In the comments to your question, a reference is given to Rudin's Real and Complex Analysis. Since you are asking about the Bochner integral, while Rudin and most textbook treatments of integration focus on real and complex-valued integrals, you'd probably prefer a reference that addresses the question in the context of the Bochner integral. See Theorem 5.15 in Lang's Real and Functional Analysis (3rd ed.). Here is the statement there, with a few edits I explain after the theorem.
Theorem. Let $f \in L^1(\mu,E)$ and $S$ be a closed subset of $E$ such that
$$
\frac{1}{\mu(A)}\int_A f\,{\rm d}\mu \in S
$$
for all measurable $A \subset X$ with finite positive measure and either $0 \in S$ or $X$ is $\sigma$-finite. Then $f(x) \in S$ for $\mu$-almost all $x \in X$.

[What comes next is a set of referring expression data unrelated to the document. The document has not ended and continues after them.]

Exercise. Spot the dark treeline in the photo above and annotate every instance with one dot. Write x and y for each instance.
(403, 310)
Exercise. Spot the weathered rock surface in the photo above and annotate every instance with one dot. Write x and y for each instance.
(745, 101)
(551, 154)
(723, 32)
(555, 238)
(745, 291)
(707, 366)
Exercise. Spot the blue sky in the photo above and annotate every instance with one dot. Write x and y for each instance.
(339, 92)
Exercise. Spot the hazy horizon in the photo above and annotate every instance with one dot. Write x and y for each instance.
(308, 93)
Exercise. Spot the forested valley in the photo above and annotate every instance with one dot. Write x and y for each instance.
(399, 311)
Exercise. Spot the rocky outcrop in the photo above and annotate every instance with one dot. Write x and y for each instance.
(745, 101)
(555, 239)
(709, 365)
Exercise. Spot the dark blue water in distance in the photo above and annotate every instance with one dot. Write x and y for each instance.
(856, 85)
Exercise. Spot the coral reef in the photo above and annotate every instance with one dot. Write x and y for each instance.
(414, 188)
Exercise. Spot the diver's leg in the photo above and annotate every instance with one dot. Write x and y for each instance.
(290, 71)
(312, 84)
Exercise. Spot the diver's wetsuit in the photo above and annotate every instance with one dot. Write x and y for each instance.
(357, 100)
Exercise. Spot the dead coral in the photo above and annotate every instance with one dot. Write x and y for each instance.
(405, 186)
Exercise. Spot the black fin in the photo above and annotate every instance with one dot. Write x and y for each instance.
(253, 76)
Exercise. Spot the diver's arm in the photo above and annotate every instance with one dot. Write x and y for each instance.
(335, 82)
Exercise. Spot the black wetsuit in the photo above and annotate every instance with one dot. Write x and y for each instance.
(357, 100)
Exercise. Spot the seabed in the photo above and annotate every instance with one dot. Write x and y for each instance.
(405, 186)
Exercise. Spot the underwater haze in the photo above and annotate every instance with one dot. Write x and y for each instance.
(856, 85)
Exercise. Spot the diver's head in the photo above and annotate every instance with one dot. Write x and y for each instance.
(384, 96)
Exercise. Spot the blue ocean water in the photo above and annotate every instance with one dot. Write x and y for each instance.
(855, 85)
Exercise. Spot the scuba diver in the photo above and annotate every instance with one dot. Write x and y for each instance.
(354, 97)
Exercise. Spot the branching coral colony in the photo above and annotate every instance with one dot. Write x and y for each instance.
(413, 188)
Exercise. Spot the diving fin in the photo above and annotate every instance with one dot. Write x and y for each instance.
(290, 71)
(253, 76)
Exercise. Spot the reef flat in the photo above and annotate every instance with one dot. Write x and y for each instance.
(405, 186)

Lang actually starts the theorem with "$f \in \mathscr L^1(\mu,E)$", where $\mathscr L^1(\mu,E)$ is defined on the bottom of p. $128$, and such functions might not be measurable initially. At the start of section IV on p. $134$ he notes such $f$ can be taken to be measurable by adjusting them on a set of measure $0$, and on p. 139 he notes $L^1(\mu,E)$ is the quotient space of $\mathscr L^1(\mu,E)$ modulo the subspace of functions that vanish almost everywhere.

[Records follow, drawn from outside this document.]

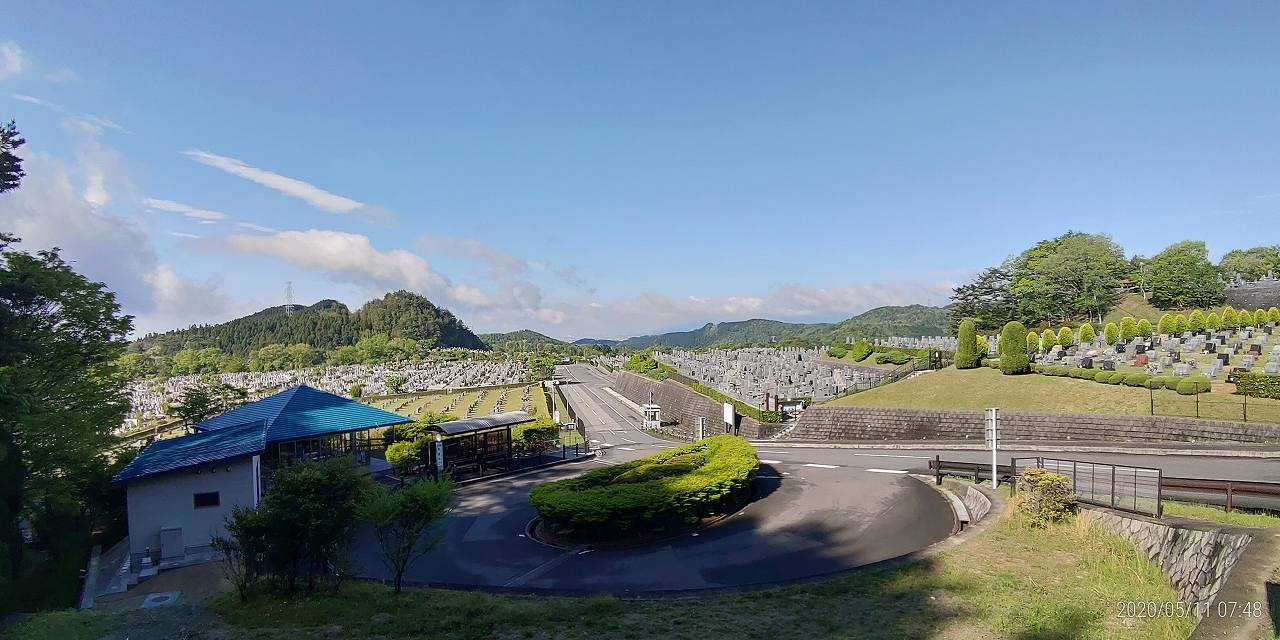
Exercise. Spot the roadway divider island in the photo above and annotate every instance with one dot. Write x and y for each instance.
(672, 490)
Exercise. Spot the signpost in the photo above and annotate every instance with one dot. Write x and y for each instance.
(993, 435)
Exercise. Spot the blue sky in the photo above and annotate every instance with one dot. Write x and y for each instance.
(606, 169)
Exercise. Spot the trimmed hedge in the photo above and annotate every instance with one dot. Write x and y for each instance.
(638, 496)
(1257, 385)
(1193, 384)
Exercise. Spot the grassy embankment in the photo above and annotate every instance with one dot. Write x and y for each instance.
(979, 388)
(1010, 581)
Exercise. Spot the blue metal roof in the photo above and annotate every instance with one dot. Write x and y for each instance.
(193, 449)
(293, 414)
(305, 412)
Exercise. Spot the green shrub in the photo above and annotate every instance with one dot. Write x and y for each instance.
(1065, 337)
(1144, 328)
(1111, 333)
(1013, 350)
(1043, 497)
(598, 506)
(1257, 385)
(967, 344)
(894, 357)
(860, 350)
(1193, 384)
(1087, 334)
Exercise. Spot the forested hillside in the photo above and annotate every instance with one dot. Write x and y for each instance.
(325, 325)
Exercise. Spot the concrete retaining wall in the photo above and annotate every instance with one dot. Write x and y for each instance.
(828, 423)
(1196, 561)
(685, 406)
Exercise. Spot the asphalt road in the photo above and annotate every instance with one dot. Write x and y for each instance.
(809, 519)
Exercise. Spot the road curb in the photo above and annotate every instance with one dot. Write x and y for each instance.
(1027, 447)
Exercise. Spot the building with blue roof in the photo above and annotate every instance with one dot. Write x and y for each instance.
(181, 490)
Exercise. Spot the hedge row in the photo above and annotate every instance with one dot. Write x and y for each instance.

Lang left out the conditions that $0 \in S$ or $X$ is $\sigma$-finite, but a counterexample without at least one of these conditions is the following.
Let $X = \{a,b\}$ be a two-point space and $\mu$ be the measure on $X$ with $\mu(a) = 1$ and $\mu(b) = \infty$, so $(X,\mu)$ is not $\sigma$-finite. Let $E = \mathbf R$ and
$f \colon X \to E$ where $f(a) \not= 0$ and $f(b) = 0$. Set $S = \{f(a)\}$, so $f \in L^1(\mu,E)$ and $S$ is closed in $E$, but $0 \not\in S$. The integration hypothesis in the theorem is satisfied, but it's not true that $f(x) \in S$ for $\mu$-almost all $x \in X$, as $f(b) \not\in S$ and $\mu(\{b\}) = \infty$.